The matter involved the Amalgamated Workers’ Union and Fletcher Concrete (trading as Golden Bay Cement). The disputed clause related to the selection, training, and promotion procedures onsite, and preferred those members of the Union who were covered by the applicable collective agreement. Those employees had conditions which other employees did not.
The Employment Relations Authority previously determined in 2015 that the particular clause in the collective agreement conferred an unlawful preference on members of the Union and was therefore unlawful. The Union challenged the Authority’s Determination. The Court invited other parties as interveners, which included Business New Zealand, the CTU, and the EMPU.

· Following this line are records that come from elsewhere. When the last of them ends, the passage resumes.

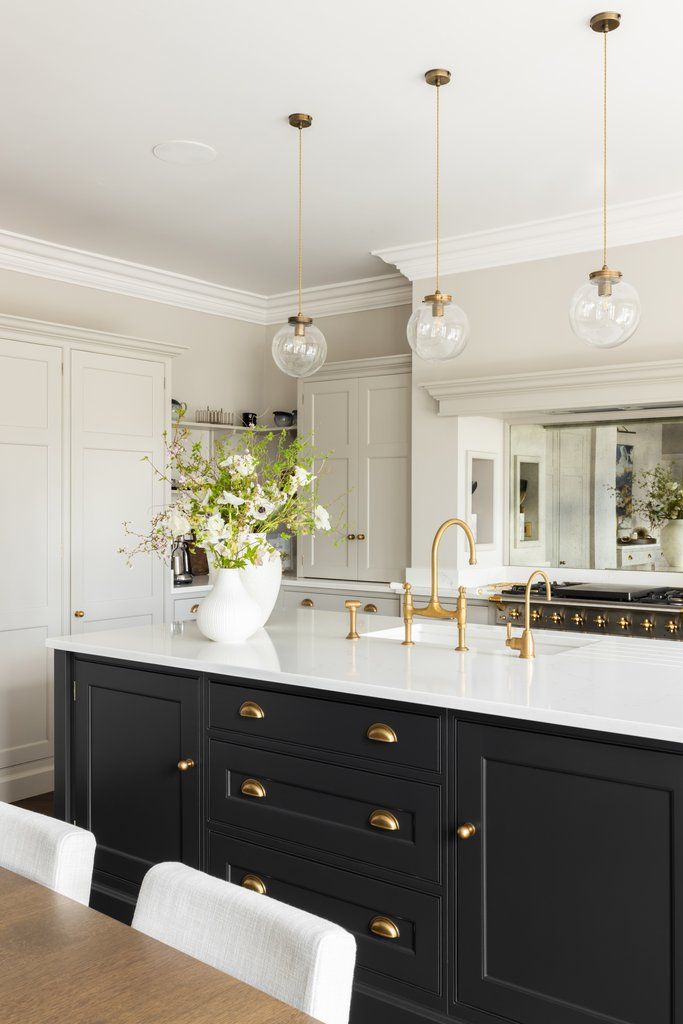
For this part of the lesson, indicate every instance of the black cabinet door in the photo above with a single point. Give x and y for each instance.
(569, 895)
(131, 729)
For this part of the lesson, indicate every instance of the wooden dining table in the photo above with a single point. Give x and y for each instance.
(62, 962)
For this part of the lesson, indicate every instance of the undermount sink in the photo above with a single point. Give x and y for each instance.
(482, 639)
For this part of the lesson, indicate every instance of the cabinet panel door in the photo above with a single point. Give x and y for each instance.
(567, 899)
(131, 729)
(31, 526)
(384, 476)
(331, 419)
(117, 419)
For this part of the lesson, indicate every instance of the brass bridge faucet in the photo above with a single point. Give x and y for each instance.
(435, 609)
(524, 644)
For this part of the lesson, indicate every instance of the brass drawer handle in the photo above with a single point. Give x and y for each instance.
(382, 733)
(384, 819)
(466, 830)
(251, 710)
(254, 884)
(385, 928)
(252, 787)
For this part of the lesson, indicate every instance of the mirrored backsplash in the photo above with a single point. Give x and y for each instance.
(597, 496)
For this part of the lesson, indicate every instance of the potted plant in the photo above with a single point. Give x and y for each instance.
(230, 502)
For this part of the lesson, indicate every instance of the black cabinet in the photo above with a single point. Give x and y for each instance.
(131, 730)
(567, 902)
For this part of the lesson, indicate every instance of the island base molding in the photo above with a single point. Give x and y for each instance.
(562, 899)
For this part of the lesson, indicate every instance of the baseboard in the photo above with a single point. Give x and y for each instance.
(27, 780)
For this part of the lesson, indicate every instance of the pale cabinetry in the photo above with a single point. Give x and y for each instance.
(359, 415)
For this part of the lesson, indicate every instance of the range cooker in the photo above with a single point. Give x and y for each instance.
(580, 607)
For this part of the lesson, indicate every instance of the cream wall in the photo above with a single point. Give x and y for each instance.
(518, 318)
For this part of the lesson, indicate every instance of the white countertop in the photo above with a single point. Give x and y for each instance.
(622, 685)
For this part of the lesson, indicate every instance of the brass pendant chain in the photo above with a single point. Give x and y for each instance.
(604, 150)
(300, 245)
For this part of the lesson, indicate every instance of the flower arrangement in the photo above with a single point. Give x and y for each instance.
(229, 502)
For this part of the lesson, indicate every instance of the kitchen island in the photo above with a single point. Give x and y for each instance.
(503, 837)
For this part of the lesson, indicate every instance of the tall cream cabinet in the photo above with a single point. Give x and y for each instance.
(78, 412)
(358, 413)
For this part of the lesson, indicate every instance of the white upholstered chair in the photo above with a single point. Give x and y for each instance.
(46, 850)
(295, 956)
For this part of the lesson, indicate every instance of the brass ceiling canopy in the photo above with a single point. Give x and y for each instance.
(607, 20)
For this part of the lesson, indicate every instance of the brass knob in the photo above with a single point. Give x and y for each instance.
(254, 884)
(251, 710)
(385, 820)
(466, 830)
(381, 733)
(252, 787)
(385, 928)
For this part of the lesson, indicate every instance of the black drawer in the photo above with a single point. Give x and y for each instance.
(327, 807)
(414, 957)
(329, 725)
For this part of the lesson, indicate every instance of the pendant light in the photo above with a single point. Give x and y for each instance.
(605, 310)
(438, 329)
(299, 347)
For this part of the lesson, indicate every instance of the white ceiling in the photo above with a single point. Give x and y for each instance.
(89, 88)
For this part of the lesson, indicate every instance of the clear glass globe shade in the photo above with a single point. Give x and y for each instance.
(604, 321)
(438, 338)
(299, 356)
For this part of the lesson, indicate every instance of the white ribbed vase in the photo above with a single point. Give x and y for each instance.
(262, 583)
(228, 613)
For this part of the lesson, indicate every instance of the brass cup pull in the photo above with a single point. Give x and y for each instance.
(382, 733)
(252, 787)
(466, 830)
(385, 820)
(251, 710)
(254, 884)
(385, 928)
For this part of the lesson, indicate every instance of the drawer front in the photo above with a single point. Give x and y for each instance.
(329, 725)
(334, 601)
(378, 819)
(414, 957)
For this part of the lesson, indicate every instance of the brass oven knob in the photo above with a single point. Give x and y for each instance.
(381, 733)
(385, 928)
(253, 883)
(385, 820)
(252, 787)
(466, 830)
(251, 710)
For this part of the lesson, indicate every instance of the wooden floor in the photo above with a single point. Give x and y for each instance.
(44, 804)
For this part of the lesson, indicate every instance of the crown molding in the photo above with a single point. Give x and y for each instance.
(76, 266)
(591, 392)
(644, 220)
(347, 297)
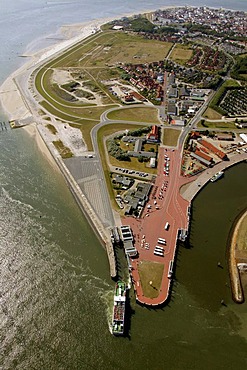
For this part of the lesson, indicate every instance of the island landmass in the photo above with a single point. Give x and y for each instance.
(139, 113)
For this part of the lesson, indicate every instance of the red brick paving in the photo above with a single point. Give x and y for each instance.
(172, 209)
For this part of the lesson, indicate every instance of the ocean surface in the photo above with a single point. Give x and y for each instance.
(55, 290)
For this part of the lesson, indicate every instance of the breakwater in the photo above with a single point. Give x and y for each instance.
(102, 233)
(236, 286)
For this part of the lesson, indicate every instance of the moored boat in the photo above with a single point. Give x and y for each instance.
(118, 314)
(217, 176)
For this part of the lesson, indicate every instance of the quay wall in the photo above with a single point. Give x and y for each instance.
(102, 233)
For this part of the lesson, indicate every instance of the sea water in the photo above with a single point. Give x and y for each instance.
(55, 291)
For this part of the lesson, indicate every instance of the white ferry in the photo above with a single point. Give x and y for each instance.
(217, 176)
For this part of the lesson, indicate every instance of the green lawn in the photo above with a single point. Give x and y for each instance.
(151, 277)
(211, 114)
(139, 114)
(217, 125)
(181, 53)
(170, 137)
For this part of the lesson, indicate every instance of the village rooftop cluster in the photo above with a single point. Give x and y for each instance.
(219, 20)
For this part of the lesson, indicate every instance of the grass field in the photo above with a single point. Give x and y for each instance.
(181, 53)
(139, 114)
(113, 47)
(63, 150)
(150, 272)
(171, 136)
(217, 125)
(211, 114)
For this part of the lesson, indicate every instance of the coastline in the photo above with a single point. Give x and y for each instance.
(236, 286)
(14, 104)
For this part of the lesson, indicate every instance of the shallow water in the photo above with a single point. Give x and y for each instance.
(55, 291)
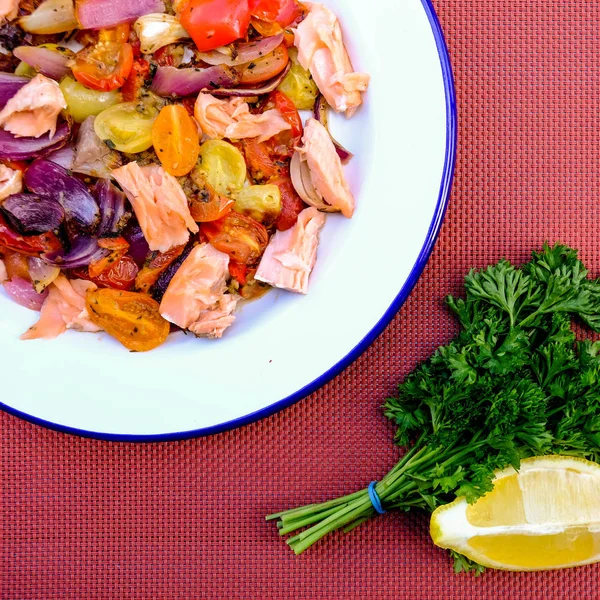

We were invited to act for the EPMU. The Employment Court overturned the Authority’s Determination and held that the preference for the clause in question had a long history and had been negotiated in good faith. The Court held Section 9 specifically permitted such a term in a collective agreement, which was intended to recognise the benefits of a collective agreement.
The Full Bench of the Employment Court considered the history of the legislation and emphasised that the Employment Relations Act provided for productive employment relations and promoted collective bargaining and that unions and employers were free to negotiate terms and conditions which might otherwise amount to preference provisions. The Court held that Parliament had been “content to allow parties to have virtually a free hand when it comes to negotiating terms and conditions of a collective agreement”.
This Judgment is a culmination of a long series of Court Judgments about what constitutes an unlawful preference.
We were very pleased to act for one of the invited intervening parties.